À ma connaissance, Matt n'est pas gay. Et encore moins amoureux de moi. Je ne connais pas beaucoup d'hommes qui acceptent les compliments venant de garçons — surtout quand ils sont ouvertement homosexuels. Une qualité de plus à ajouter sur sa longue liste.
— Si c'est le moment des confidences, je te trouve très bon danseur, déclare-t-il.
— Oh...
Je rougis et mon estomac déjà malmené par l'alcool fait un bond. Toi, tu rejoins le même placard que les neurones.
Mille réponses me viennent mais je n'ose rien. (Moi, le gay revendiqué, le chauffeur de scène, le chanteur provocateur, je n'ose pas. Amour, tu es une garce. )— Je ne... (Stop, stop, stop) Je veux dire que...(Stop !) merci.
Nouveau sourire taquin de l'ange sombre. Mon cœur peine à suivre ces émotions.
— C'est l'alcool qui te rend comme ça ?
— Oui. Sans doute. Je ne sais pas.
Tu parles, Charles. Comme si je n'avais pas remarqué que mes mots se tarissaient à chaque fois que j'approche de sa perfection.
— On va laisser ça au mystère.
Un goût aigre me remonte brusquement en même temps que mes premières pensées cohérentes. Matt n'est pas idiot. Je suis sûr qu'il a deviné mes sentiments, ou qu'il en a au moins une idée. Or, s'il était intéressé, il serait dansé avec moi. Le chanteur de Skin n'est pas timide, il se fiche de ce que les gens peuvent penser de lui : il aurait osé.
Il se comporte gentiment avec moi par habitude. Parce que Matt est la gentillesse et la douceur incarnées. Peut-être aussi parce que toute ma gêne le divertit, comme on s'amuse de l'embarras d'un enfant face à une grande personne. Ça le flatte. Ce n'est pas fait pour blesser, mais le constat me déchire. Je suis à deux doigts de craquer.
Dans l'éternel chaos qu'est ma tête, R.E.M. me susurre le refrain d'Everybody hurts.
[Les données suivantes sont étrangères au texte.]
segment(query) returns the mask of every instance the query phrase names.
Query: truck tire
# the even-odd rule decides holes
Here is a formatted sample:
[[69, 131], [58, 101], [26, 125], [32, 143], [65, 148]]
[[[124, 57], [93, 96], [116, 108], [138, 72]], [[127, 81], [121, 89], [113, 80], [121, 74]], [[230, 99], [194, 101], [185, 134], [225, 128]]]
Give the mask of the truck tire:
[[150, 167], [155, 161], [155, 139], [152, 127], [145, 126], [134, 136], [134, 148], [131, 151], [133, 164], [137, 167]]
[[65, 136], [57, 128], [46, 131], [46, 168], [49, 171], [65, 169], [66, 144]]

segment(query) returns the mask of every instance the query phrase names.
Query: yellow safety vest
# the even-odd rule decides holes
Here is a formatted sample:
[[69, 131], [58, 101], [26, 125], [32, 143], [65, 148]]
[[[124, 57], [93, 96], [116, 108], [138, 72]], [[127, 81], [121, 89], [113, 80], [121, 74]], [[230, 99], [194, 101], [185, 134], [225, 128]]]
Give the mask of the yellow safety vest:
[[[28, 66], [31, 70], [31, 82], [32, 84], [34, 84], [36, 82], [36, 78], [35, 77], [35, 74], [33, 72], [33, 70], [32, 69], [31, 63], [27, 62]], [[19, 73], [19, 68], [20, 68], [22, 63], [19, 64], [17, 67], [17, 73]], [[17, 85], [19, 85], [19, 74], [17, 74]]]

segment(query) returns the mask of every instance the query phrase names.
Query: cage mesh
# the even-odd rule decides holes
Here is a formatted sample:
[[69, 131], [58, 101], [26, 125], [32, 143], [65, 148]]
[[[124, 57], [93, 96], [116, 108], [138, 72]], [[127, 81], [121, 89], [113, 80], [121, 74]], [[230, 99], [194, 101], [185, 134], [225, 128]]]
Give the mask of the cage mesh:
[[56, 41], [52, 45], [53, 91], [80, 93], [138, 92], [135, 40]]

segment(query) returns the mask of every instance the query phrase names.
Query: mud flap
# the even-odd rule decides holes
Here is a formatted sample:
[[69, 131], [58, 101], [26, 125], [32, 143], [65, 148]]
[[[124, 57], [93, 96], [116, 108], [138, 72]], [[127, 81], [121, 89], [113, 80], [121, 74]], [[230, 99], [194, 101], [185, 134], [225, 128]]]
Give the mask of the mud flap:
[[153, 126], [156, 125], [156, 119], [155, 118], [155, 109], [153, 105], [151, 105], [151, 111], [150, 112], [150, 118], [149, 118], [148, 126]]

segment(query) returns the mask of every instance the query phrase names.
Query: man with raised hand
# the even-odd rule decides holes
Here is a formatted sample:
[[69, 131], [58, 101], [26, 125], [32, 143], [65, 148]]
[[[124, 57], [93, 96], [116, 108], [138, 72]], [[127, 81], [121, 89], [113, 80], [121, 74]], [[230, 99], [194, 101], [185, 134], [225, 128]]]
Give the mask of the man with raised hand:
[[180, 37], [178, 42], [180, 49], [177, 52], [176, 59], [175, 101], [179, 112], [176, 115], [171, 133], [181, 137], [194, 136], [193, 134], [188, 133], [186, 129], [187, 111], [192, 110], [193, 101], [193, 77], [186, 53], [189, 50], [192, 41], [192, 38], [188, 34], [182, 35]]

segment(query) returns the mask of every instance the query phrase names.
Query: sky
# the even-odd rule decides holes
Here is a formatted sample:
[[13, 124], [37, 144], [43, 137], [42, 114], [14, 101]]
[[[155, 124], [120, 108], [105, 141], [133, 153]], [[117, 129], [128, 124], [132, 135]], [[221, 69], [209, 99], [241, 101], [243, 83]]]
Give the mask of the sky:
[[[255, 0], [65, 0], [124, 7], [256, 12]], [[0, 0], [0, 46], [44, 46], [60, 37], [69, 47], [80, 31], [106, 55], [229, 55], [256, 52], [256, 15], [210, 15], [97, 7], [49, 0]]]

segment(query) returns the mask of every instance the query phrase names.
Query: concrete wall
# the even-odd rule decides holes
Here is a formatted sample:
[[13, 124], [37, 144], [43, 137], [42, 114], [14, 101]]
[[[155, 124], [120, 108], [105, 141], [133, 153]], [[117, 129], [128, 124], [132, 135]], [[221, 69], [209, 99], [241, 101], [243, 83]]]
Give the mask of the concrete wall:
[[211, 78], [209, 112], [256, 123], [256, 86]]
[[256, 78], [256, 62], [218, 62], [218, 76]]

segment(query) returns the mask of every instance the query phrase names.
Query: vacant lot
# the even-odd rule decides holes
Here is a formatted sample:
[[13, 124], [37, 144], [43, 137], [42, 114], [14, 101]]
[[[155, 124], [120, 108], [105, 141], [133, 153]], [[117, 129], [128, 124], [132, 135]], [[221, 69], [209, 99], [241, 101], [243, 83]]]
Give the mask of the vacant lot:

C'en est trop. Je me lève, les yeux rivés sur la maison éclairée. Hors de question que Matt voie les larmes sur le point de me submerger. Les divas sont toujours belles.
Pourtant, je contemple quand même son visage alors que je lâche, d'un ton que je veux enjoué :
— Bon, ça caille ici, je me rentre ! À plus !
Je n'entends pas de réponse. Seulement Michael Stipe qui se fout de ma gueule en rappelant que tout le monde souffre.
Dimanche 7 septembre 5h36
HADRIEN - batteur de SKIN
Rebecca s'est endormie. Je pourrais faire une réflexion sur son manque total de considération envers ses partenaires sexuels après acte, sauf que ça ne servirait à rien. Rebecca n'est pas du genre polie et attentionnée.
Je me redresse et quitte le lit. Je n'ai jamais eu besoin de beaucoup de sommeil, surtout hors de chez moi.
Plus aucun son ne vient du rez-de-chaussée ; ils ont dû tous aller se coucher. Même dans le cas contraire, je n'ai aucune raison de descendre. Les ados en train de cuver ne sont pas ma passion.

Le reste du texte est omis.